Jane Davidson-Neville is a name familiar to many housing co-opers, after her long career in the sector. We know her best as a Lifetime Director, an honour given to her in 2011.
Jane began her co-op life in Cabbagetown where, after the uncertainty of having landlords, she saw the advantage of having more control over her own housing. She moved into the newly-built TC Douglas Co-op on River Street in 1981. Among other appeals was the fact the co-op had strong female leadership. Feminism is a theme central to Jane’s life both before and since.
Before becoming a co-op member, Jane was a professional singer but took a job with more reliable income in the co-op sector, initially as an administrative assistant at Hugh Garner Co-op and then to Spruce Court where she became its manager.
Jane started attending CHFT meetings, impressed that CHFT was female-led by then-Executive Director, Alexandra Wilson. Jane served as a CHFT Director from 1986 to 1989. She left the board to join the CHFT staff in the member services area. She’s proud of her role in creating co-op staff training, including one-on-one on-site training for new co-op staff members. She also did some development work, particular at 91 Spencer Avenue Co-op. She stayed at CHFT for a decade until illness took her out of the workforce for about a year. She returned to work at CHFT but switched to co-op management at Cathedral Court Co-op, just beside Woodsworth Co-op where she lived in the 80s and 90s. Davidson-Neville is a long-time environmentalist and cyclist and one of the many features of the St. Lawrence neighbourhood is its ideal location for bicycle commuting.

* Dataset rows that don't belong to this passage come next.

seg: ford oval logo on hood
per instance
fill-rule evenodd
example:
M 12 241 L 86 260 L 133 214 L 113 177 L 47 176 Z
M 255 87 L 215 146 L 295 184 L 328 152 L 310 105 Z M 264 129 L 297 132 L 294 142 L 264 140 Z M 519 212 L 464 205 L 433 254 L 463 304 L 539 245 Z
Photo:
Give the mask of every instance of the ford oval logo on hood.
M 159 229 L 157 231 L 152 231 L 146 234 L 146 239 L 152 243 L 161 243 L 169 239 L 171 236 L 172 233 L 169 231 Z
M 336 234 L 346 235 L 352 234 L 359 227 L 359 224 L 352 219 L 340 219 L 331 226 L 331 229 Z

In 1996, Jane left co-op living for Ward’s Island, one in the chain of 9 small islands in Lake Ontario, connected to Harbourfront by a ferry service. The Toronto island community is a land trust, one of Toronto’s first, and is the largest urban car-free community in North America so fits well with Jane’s environmental commitment. She regrets that efforts to build co-ops on the Island have not been successful.
In 2003, Davidson-Neville took a job with the newly formed Agency for Co-operative Housing, again under Alexandra Wilson’s leadership. For 15 years, as a Relationship Manager she was part of the team linking federal co-ops to CMHC using a risk-based, data-driven and client-focused approach designed to monitor co-ops’ performance and give special attention to those identified as at risk. Since leaving the Agency, Davidson-Neville has assisted a couple of co-ops as interim staff and hosts co-op meetings online for CHFT. She is also a non-resident co-op director.
Jane believes strongly that the secret to successful co-op living is in the communication. She once taught a course about this using the experience of fellow CHFT lifetime member, Brian Burke, of Riverdale Co-op, as a case study. Jane recognizes the need for clear and effective member communications as a mechanism to ensure people exercise power in a constructive way and mutually support one another for harmonious living. After decades of living in, working in, and liaising with co-ops, Davidson-Neville identifies “education” as the most important co-op principle, surely stemming back to her time at CHFT. Like many of her fellow CHFT honorees, Jane regrets her 20-year-old self was preoccupied with what other people think. Now she engages freely with organizations aiming to disrupt the status quo, including the Toronto branch of the Red Rebel Brigade, an international performance artivist troupe dedicated to illuminating the global environmental crisis and supporting groups and organizations fighting to save humanity and all species from mass extinction. As well as urging us to think differently about our relationship to the environment, Davidson-Neville believes that to increase the availability of affordable housing will require people to find a new way to think about financial security. We’re proud to see, as she dons her bicycle helmet to cycle back to the Island ferry, that Jane Davidson-Neville is clearly walking the talk.